No. 59 [2]

220 40 0
                                    

"Jadi gimana?"

Suasana kelas 12 IPA 2 tiba-tiba menegang. Beberapa siswa bahkan nampak menautkan alisnya, berpikir keras memikirkan jalan keluar dari masalah yang tengah mereka alami. Waktu mereka untuk belajar di SMA Mandala, tinggal beberapa bulan lagi. Berbagai jenis bimbel, mulai dari bimbel intensif, peminatan dan ujian mereka lakoni. Berat? Tentu saja.

"Aku merasa bahwa apa yang telah kita lakukan ini masih kurang." Megan, ketua kelas IPA 2 tengah berdiri di depan kelas. Memegang sebuah spidol board marker berwarna biru yang plastiknya sudah kusut. Suara riuh khas anak sekolah di jam istirahat mewarnai suasana diskusi mereka. Entah mengapa, saat ini siswa IPA 2 terlihat enggan keluar kelas bahkan untuk sekadar menghirup udara segar.

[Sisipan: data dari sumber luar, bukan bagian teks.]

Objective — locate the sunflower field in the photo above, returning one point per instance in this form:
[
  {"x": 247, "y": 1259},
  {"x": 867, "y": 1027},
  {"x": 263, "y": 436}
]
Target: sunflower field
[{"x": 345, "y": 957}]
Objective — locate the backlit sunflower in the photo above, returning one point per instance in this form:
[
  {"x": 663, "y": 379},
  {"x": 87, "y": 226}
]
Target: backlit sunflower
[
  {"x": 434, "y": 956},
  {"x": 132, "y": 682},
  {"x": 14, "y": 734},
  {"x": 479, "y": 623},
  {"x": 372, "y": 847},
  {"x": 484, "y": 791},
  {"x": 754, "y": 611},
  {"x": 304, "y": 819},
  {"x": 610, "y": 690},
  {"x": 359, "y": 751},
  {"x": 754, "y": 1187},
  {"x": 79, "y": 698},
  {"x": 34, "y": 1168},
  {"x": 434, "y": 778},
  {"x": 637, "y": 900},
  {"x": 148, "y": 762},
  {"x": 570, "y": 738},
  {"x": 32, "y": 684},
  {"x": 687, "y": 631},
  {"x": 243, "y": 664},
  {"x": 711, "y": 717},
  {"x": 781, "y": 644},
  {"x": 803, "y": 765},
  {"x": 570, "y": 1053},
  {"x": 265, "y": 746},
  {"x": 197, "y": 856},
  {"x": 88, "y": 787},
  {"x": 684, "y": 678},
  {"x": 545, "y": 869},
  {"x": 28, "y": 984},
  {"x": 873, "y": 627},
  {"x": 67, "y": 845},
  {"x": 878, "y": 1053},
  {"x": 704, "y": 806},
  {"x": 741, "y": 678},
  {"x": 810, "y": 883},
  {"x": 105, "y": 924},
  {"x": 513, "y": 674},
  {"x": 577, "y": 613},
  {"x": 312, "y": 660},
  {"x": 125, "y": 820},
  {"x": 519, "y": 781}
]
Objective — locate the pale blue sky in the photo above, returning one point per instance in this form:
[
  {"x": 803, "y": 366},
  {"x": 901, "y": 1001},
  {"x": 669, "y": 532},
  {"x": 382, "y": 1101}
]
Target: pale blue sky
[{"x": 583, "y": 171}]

Gadis tegas itu meraih lembaran kertas yang teronggok di atas meja guru lalu menunjukkannya pada semua orang di kelas. "Lihat ini, perhatikan rata-rata kelasnya." Semua siswa fokus menatap deretan angka yang ditunjuk oleh Megan.

"Bandingkan dengan ini." Megan menunjukkan kertas nilai lain di tangan kirinya.

"Perbandingannya sangat jauh 'kan?" Dia menghela napas panjang.

"Aku benci melihat nilai-nilai itu." Septian meremas rambutnya frustasi.

"Mau bagaimana lagi? Kita bahkan sudah mengikuti semua jenis bimbel yang memuakkan." Kali ini lelaki bertubuh gemuk yang duduk di sudut kelas mulai protes. Kacamatanya melorot dan keringatnya bercucuran. Selalu begitu.

Di saat semua siswa fokus memikirkan sebab turunnya nilai mereka sekaligus mencari solusinya, ada satu siswi yang sibuk dengan pikirannya sendiri. Pikirannya jauh menerawang menembus lorong waktu. Memutar memori seperti pita kaset di radio kuno. Menopang kepalanya dengan dagu dan giginya bergesek pelan.

Bagaimana?
Bagaimana?

"Bunga!"

Sebuah panggilan mengejutkan dirinya. Gadis cantik itu tersentak lalu mencari sumber suara. Kini,  semua pasang mata menatap dirinya heran. Lalu menggeleng lelah dan menghadap ke depan lagi.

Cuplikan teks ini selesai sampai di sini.